Code for the paper: "Mining Algorithm Roadmap in Scientific Publications" - KDD 2019

Primary LanguagePython

AlgMap

The source code and data used in the KDD'2019 paper Mining Algorithm Roadmap in Scientific Publications. A corresponding online demo can be found at http://fts.cs.ucsb.edu/roadmap.

Requirements

Python 3.6
pytorch 1.0
sqlite3
pdffigures, https://github.com/allenai/pdffigures
Other python requirements, pip install -r requirements.txt

Preprocessing

Codes in preprocess folder prepare data needed for constructing Algorithm Roadmap. In the experiment, datasets are NIPS, ACL and VLDB.

cd preprocess/

Convert Pdf To Text

Set the correct data path and use the following script to batchly execute pdftotext.

python convert2txt_multithread.py ${dataset}

Clean Text Corpus

Clean the converted txt files, remove non-ascii characters etc.

python textcleaner.py ${dataset}

Extract Table Json Files From Pdf

Extract tables from pdf files for later weak supervision extraction, relying on pdffigures.

python pdf2figure.py tablejson ${dataset}

Create Database

Use sqlite3 database to store the corpus for later instance collection.

python create_db.py ${dataset}
python concat_docs_in_one_file.py ${dataset}

Pre-train Word Embedding

python pretrain_wordvec.py ${dataset}

Build Vocabulary

python build_vocab.py ${dataset}

Parse Table Json Files

Parse table json files to extract weak supervision.

python parse_table.py ${dataset}

Save Co-occurred Acronyms

Save co-occured acronyms which are baseline methods used in the experiment.

python save_coocurred_abbvs.py ${dataset}

Prepare Final Data

Cut off long paragraphs and long sentences, do labelling, padding, and data splitting for final relation extraction. Prepare instances for acronym pairs, feature_type standard or paragraph denote single-sentence or cross-sentence instances.

python parse_abbv_in_sents.py ${dataset}
python prepare_final_data.py ${dataset} ${feature_type}

Pre-processed Dataset

Pre-processed NIPS, ACL, VLDB datasets before running prepare_final_data.py.

https://drive.google.com/open?id=1R00G5xP141SO5oCt9zL8-COsX5G2H8dy

Train And Test

Train Model

Train our CANTOR relation extraction model.

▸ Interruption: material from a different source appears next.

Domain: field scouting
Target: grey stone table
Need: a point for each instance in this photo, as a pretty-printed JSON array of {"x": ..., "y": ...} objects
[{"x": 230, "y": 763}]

python train_cantor.py ${dataset} cantor ${feature_type}

Evaluate Model

Evaluate model and save predictions.

python model_eval.py ${dataset} cantor ${feature_type}

Construct Algorithm Roadmap

Construct algorithm roadmap for a query.

python construct_roadmap.py 

References

If you found the repository useful, please cite the following:

H. Zha, W. Chen, K. L, X. Yan, Mining Algorithm Roadmap in Scientific Publications

@inproceedings{zha2019mining,
  title={Mining Algorithm Roadmap in Scientific Publications},
  author={Hanwen Zha, Wenhu Chen, Keqian Li and Xifeng Yan},
  booktitle={Proceedings of the 25th ACM SIGKDD International Conference on Knowledge Discovery \& Data Mining., {KDD}},
  year={2019}
}